BurstM: Deep Burst Multi-scale SR using Fourier Space with Optical Flow

TL;DR

BurstM tackles misalignment and limited high-frequency recovery in multi-frame SR by combining optical-flow-based frame alignment with Fourier-space warping and continuous Fourier coefficient prediction. The approach uses an Learnable Neural Warping module to generate Fourier-aware features, a Blender+MLP reconstruction path, and an INR-inspired multi-scale SR capability that supports scales in a single unimodel. Experimental results on SyntheticBurst and BurstSR show state-of-the-art PSNR/SSIM, reduced boundary artifacts, and faster inference compared with DCN-based methods, validating both accuracy and efficiency. The work highlights the practical impact of integrating optical flow, Fourier feature representations, and implicit neural representations for flexible, high-quality MFSR.

Abstract

Multi frame super-resolution(MFSR) achieves higher performance than single image super-resolution (SISR), because MFSR leverages abundant information from multiple frames. Recent MFSR approaches adapt the deformable convolution network (DCN) to align the frames. However, the existing MFSR suffers from misalignments between the reference and source frames due to the limitations of DCN, such as small receptive fields and the predefined number of kernels. From these problems, existing MFSR approaches struggle to represent high-frequency information. To this end, we propose Deep Burst Multi-scale SR using Fourier Space with Optical Flow (BurstM). The proposed method estimates the optical flow offset for accurate alignment and predicts the continuous Fourier coefficient of each frame for representing high-frequency textures. In addition, we have enhanced the network flexibility by supporting various super-resolution (SR) scale factors with the unimodel. We demonstrate that our method has the highest performance and flexibility than the existing MFSR methods. Our source code is available at https://github.com/Egkang-Luis/burstm
Paper Structure (15 sections, 10 equations, 10 figures, 4 tables)

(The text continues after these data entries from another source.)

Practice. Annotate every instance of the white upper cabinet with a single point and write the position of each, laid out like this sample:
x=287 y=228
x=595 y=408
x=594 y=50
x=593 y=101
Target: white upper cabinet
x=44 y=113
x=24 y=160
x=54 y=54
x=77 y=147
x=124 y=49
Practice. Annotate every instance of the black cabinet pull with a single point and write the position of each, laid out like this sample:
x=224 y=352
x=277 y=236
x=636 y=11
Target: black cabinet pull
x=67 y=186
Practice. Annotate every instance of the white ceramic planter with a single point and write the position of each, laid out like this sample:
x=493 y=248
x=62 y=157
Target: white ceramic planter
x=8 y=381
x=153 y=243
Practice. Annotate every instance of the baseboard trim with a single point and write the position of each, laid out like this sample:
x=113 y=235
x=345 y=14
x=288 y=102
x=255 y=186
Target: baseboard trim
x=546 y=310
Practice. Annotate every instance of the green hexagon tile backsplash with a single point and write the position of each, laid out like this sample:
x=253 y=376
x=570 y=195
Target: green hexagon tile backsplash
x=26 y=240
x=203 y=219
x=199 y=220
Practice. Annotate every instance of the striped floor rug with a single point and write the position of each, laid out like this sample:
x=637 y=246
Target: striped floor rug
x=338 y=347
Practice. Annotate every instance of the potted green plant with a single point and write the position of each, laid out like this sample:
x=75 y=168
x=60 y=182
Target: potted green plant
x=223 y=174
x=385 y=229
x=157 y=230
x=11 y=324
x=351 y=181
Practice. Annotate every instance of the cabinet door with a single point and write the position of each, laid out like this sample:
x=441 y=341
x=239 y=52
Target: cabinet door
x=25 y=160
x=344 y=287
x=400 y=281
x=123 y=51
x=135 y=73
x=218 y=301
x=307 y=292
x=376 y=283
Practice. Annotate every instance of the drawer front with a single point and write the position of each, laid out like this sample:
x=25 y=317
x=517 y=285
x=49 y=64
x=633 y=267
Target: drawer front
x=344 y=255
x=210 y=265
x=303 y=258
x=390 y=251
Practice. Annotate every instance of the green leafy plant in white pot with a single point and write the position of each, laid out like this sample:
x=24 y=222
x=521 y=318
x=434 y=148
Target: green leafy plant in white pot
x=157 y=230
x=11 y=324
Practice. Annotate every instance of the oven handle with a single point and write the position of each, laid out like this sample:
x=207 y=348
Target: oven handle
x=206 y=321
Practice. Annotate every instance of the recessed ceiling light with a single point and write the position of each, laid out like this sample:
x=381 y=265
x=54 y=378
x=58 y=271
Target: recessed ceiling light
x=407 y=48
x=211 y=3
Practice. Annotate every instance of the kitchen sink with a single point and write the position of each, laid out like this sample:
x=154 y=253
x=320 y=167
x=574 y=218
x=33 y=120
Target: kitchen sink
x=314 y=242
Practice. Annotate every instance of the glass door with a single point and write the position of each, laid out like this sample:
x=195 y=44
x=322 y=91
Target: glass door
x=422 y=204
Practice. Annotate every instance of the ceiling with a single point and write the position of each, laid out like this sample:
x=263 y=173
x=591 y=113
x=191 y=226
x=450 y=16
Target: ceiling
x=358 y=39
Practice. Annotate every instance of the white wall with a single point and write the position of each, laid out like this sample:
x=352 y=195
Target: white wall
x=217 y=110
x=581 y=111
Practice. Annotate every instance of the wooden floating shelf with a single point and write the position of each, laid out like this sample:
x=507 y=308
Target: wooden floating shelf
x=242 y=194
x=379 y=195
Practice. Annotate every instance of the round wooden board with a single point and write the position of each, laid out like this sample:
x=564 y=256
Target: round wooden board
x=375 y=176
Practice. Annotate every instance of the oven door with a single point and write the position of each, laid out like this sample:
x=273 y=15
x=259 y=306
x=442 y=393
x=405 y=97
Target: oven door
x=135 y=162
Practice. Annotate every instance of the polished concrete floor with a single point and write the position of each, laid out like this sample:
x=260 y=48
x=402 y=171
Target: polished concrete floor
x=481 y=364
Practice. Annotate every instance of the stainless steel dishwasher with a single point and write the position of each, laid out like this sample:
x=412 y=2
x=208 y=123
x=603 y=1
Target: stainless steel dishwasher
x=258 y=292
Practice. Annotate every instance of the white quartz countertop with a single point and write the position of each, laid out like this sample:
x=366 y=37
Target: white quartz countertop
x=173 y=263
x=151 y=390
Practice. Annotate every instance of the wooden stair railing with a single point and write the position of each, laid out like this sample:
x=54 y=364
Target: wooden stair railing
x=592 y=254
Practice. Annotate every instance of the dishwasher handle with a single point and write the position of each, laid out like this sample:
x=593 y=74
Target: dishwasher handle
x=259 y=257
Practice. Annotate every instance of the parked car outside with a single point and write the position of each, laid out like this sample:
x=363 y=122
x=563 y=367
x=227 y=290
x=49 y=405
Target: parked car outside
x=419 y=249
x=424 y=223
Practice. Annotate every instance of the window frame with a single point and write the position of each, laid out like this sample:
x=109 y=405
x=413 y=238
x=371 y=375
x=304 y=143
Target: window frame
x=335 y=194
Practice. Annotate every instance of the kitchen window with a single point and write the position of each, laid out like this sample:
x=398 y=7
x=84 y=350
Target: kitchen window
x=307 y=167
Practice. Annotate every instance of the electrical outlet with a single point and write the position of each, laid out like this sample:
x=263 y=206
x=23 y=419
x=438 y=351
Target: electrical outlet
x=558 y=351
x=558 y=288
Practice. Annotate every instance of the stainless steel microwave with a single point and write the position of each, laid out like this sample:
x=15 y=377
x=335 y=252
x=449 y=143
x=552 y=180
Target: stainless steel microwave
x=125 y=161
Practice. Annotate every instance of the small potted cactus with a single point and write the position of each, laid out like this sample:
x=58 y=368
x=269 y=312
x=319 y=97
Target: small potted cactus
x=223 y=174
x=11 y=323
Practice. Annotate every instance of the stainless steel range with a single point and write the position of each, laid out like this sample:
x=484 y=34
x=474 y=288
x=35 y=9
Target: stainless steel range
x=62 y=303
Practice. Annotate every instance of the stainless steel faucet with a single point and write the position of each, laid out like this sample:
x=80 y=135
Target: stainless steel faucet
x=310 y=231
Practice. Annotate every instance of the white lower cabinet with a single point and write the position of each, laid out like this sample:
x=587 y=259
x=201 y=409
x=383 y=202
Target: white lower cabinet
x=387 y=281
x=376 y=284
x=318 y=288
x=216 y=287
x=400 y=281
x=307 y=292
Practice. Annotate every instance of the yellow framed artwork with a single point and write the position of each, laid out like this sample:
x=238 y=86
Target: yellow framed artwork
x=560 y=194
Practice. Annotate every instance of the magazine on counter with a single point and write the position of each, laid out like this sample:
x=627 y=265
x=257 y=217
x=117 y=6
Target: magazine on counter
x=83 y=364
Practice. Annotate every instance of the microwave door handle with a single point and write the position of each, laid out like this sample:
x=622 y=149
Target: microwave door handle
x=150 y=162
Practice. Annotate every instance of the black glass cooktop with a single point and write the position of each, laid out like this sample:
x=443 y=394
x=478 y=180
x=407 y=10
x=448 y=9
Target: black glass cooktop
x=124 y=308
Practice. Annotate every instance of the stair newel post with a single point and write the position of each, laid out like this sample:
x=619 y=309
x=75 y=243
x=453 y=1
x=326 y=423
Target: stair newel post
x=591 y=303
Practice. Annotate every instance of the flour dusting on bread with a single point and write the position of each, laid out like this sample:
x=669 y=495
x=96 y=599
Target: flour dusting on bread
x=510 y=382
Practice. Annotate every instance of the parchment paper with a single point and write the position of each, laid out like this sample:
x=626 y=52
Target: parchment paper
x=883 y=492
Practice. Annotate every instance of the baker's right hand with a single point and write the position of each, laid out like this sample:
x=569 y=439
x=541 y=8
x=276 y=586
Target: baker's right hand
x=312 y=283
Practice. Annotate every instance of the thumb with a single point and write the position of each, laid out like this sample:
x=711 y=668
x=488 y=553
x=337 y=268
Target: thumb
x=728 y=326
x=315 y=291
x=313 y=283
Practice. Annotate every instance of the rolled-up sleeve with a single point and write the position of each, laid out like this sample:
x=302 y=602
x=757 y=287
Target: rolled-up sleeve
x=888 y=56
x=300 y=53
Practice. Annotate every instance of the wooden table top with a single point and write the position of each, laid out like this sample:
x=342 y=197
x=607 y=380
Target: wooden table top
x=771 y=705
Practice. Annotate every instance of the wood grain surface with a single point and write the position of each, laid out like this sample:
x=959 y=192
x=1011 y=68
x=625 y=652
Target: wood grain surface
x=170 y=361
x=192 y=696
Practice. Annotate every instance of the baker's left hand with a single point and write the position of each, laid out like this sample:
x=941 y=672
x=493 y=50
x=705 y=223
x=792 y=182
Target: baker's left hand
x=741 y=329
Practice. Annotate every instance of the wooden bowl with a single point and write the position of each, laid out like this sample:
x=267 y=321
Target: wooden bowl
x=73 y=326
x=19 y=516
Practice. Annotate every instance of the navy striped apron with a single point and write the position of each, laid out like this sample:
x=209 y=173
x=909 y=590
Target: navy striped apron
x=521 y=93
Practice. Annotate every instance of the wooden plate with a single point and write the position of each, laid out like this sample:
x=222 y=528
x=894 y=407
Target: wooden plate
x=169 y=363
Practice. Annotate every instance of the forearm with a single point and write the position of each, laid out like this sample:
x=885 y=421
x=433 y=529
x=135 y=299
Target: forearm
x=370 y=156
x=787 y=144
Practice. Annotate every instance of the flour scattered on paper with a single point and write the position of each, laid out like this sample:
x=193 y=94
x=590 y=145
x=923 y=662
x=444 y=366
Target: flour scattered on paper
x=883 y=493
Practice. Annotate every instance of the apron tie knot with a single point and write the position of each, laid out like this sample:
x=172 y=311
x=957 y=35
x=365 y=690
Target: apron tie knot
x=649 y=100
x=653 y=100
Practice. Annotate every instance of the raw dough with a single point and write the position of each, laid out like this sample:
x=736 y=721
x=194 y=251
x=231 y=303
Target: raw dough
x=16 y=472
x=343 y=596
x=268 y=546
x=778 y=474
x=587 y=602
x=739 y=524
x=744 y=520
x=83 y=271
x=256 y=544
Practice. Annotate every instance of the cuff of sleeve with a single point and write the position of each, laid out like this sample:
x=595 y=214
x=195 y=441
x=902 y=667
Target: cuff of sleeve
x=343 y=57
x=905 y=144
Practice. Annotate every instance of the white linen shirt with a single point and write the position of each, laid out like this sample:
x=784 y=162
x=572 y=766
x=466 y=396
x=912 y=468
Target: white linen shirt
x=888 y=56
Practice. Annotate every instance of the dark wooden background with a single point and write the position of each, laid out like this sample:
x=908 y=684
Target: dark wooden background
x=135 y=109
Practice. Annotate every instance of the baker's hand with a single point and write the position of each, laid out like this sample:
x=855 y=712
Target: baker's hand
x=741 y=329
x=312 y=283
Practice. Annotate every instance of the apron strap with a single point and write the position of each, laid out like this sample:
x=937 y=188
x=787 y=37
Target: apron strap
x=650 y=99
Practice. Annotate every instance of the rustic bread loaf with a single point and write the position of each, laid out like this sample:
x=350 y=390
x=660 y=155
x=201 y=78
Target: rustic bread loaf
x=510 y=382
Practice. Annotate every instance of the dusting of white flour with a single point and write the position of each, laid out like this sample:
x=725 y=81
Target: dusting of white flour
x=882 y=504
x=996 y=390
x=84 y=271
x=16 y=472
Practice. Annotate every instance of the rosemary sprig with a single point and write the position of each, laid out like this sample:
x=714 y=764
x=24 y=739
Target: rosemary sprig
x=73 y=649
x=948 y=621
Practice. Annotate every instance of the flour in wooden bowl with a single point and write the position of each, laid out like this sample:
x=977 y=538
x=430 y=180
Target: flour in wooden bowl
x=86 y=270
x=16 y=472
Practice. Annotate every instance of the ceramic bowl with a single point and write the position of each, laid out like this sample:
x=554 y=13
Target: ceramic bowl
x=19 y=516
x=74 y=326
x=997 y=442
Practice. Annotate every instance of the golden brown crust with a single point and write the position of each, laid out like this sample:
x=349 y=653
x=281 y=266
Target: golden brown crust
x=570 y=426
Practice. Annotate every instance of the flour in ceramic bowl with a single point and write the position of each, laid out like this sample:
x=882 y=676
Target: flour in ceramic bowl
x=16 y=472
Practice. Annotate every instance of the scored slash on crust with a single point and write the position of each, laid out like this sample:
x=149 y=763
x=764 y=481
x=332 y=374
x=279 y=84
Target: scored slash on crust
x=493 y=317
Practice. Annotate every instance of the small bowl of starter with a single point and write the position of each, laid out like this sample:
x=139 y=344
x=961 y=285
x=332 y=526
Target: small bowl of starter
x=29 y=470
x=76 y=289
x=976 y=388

This paper contains 15 sections, 10 equations, 10 figures, 4 tables.

Figures (10)

  • Figure 1: Overview of proposed Burst SR network. The proposed method (BurstM) predicts high-resolution images from multiple low-resolution images. The neural warping performs high-precision warping with upscaling on Fourier space. Additionally, the neural warping contributes to the prediction of an accurate high-resolution images.
  • Figure 2: Proposed BurstM Network. The network estimates optical flow between the reference and source frames using FNet. The neural warping $\mathbf{T_{\boldsymbol{\nu}}}$ emphasizes the high-frequency details and implements the warping on Fourier space. Reconstruction module $\mathbf{R_{\boldsymbol{\varphi}}}$ includes the blender $\mathbf{B_{\boldsymbol{\eta}}}$ and the decoder $\mathbf{G_{\boldsymbol{\Theta}}}$. The blender $\mathbf{B_{\boldsymbol{\eta}}}$ matches color differences and merges multiple frames into a single frame. The Decoder $\mathbf{G_{\boldsymbol{\Theta}}}$ predicts the final output. The gray color indicates a single operation such a convolution and LeakyReLU activation and the others include nonlinear activation
  • Figure 3: Visual comparison for $\times$4 super-resolution for BurstSR. BurstM shows clearer textures and correct color than the others without the boundary artifacts.
  • Figure 4: Visual comparison of multi-scale SR on BurstSR. BurstM predict several scaled-images with unimodel and the others are downsampling after $\times$4 SR.
  • Figure 5: Visual comparison for $\times$4 Super-Resolution for SynteticBurst.